By Ruby Nahal, Systems Engineer
Remote desktop access is the easiest way to work remotely. No doubt about that. And mostly everyone with remote users has direct RDP and of those, most are aware how risky it is to open a hole in your firewall for a direct RDP connection with no encryption or any type of VPN. In fact, Microsoft released a security bulletin a few years ago about how an unauthenticated attacker may be allowed to run random code remotely by sending “a sequence of specially crafted RDP packets”.
But again a good percentage of users ignore the risk because it’s so much easier to set a direct RDP rather than setting up a proper gateway proxy or VPN – and cheaper, too. Pair ease of use with lower cost and you have a very convincing argument to embrace unnecessary risk.
Problem #1 Security
RDP uses port 3389. Opening up this port on the firewall means that as attackers scan for open ports, your vulnerability can easily be found. Once found, hackers can instantly launch a brute force attack against your server resulting in 1000s of authentication attempts with random user names and/or dictionary passwords to see if any of them matches and passes the authentication. If a match is found, the attacker is in. And everyone knows what that means.
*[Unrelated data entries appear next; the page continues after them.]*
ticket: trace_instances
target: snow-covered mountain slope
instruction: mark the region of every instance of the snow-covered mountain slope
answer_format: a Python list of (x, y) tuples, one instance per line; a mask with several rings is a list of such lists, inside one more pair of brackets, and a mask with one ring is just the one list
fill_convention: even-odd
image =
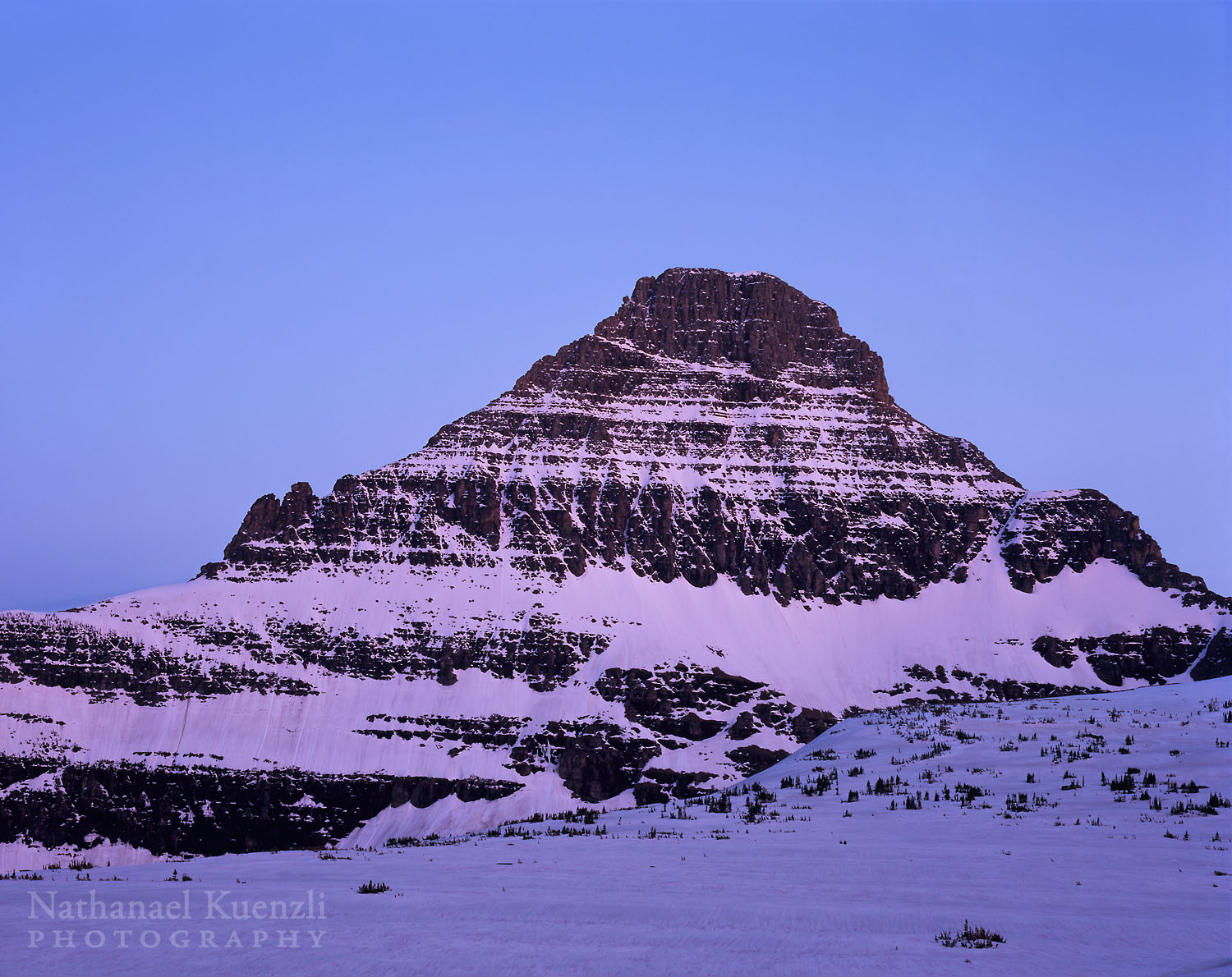
[[(0, 881), (0, 940), (31, 975), (1225, 973), (1230, 739), (1232, 679), (930, 703), (844, 720), (726, 793), (416, 845), (367, 848), (391, 827), (370, 824), (319, 855), (73, 869), (10, 848), (42, 877)], [(47, 917), (91, 892), (126, 915)]]
[(0, 841), (684, 797), (851, 707), (1228, 674), (1228, 612), (1100, 493), (914, 420), (828, 306), (673, 269), (421, 451), (259, 499), (196, 580), (0, 616)]

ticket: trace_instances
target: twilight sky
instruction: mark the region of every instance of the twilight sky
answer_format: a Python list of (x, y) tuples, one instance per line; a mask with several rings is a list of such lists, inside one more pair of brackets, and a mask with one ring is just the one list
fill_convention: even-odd
[(1230, 10), (0, 0), (0, 609), (192, 577), (675, 265), (1232, 593)]

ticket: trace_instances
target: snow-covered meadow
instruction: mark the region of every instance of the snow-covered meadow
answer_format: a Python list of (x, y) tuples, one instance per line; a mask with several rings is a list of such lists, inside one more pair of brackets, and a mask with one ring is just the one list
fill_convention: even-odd
[[(1232, 679), (901, 707), (687, 805), (31, 864), (0, 946), (57, 975), (1232, 973), (1228, 740)], [(967, 920), (1004, 941), (938, 940)]]

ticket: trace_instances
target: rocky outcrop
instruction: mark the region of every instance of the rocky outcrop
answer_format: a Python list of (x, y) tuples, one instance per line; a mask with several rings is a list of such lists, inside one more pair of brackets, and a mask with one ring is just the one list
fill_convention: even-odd
[(1202, 607), (1212, 602), (1227, 606), (1200, 577), (1165, 561), (1159, 543), (1142, 531), (1133, 513), (1094, 489), (1023, 497), (1000, 540), (1010, 580), (1027, 594), (1066, 567), (1082, 572), (1096, 559), (1110, 559), (1131, 569), (1147, 586), (1183, 590), (1190, 604)]
[(446, 796), (499, 822), (527, 779), (663, 803), (839, 713), (1230, 674), (1230, 612), (1106, 497), (912, 418), (829, 306), (671, 269), (420, 451), (262, 495), (193, 583), (0, 616), (0, 829), (213, 851)]
[(478, 779), (331, 776), (294, 768), (67, 764), (51, 777), (0, 793), (0, 841), (86, 848), (102, 837), (155, 855), (320, 848), (386, 807), (428, 807), (448, 796), (490, 801), (520, 787)]
[(828, 306), (770, 275), (673, 269), (423, 451), (322, 499), (262, 497), (203, 573), (509, 559), (727, 577), (785, 602), (907, 599), (1020, 494), (898, 408)]

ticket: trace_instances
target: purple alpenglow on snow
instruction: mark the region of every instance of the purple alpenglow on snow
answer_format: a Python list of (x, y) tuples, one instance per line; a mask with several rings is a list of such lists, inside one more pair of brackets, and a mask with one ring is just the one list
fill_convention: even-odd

Not using proper encryption for the end-to-end connection is another issue. This means that your connection is prone to man-in-the-middle attacks. Setting up VPNs may be tricky. And SSL encryption means buying a SSL certificate and renewing it every year. While these steps may be time consuming – they certainly are not good reasons to ignore encryption.
Problem #2: Performance
During brute force attacks the server is being constantly slammed with login attempts trying to create 1000s of sessions every minute. This negatively affects the performance of the system – the average system will become bogged down. I have witnessed this countless times for users reporting slow performance on RDP servers with direct RDP. To see if your system is slow due to a brute force attack check the session numbers. If some of the session numbers are insanely high (in the thousands), brute force may be the issue.
Workarounds, not Solutions
There are some workarounds to the whole default RDP port thing. We can change the default RDP port on the system to another number (not 3389). This requires making changes to the registry.
Another shortcut is to use port forwarding. In other words, set up a source port on the firewall to forward connections made to that port on the firewall to the default port on the RDP destination system (Example – use 3309 on the firewall to forward to 3389 to the internal RDP server).
One other option is to use a third party tool or a script to detect the number of failed attempts from an IP and when it reaches the threshold, block the IP on the firewall. There is third party software that will do this easily.
However, all of these workarounds are not solutions and I would not recommend as they are still unencrypted.
The Best Solution
In environments where security is the primary concern, which nowadays ought to be every environment, there are a couple of best practices to follow for setting up the RDP access. The first being setting up some sort of VPN connection creates an encrypted tunnel into the network and thus RDP ports are no longer needed to be opened on the firewall. This will also prevent man-in-the-middle attacks.
A RDP gateway proxy gateway can also be utilized for securing the connection with SSL. This requires an SSL certificate to be purchased. The connection will be made on port 443 and encrypted using SSL. Windows Offers a remote desktop gateway role as part of Windows server OS which is extremely easy to setup.
Bottom-line, use the best practice in your environment to reflect the security expectations of your environment. In the long run, unsecure methods of direct RDP can be very costly.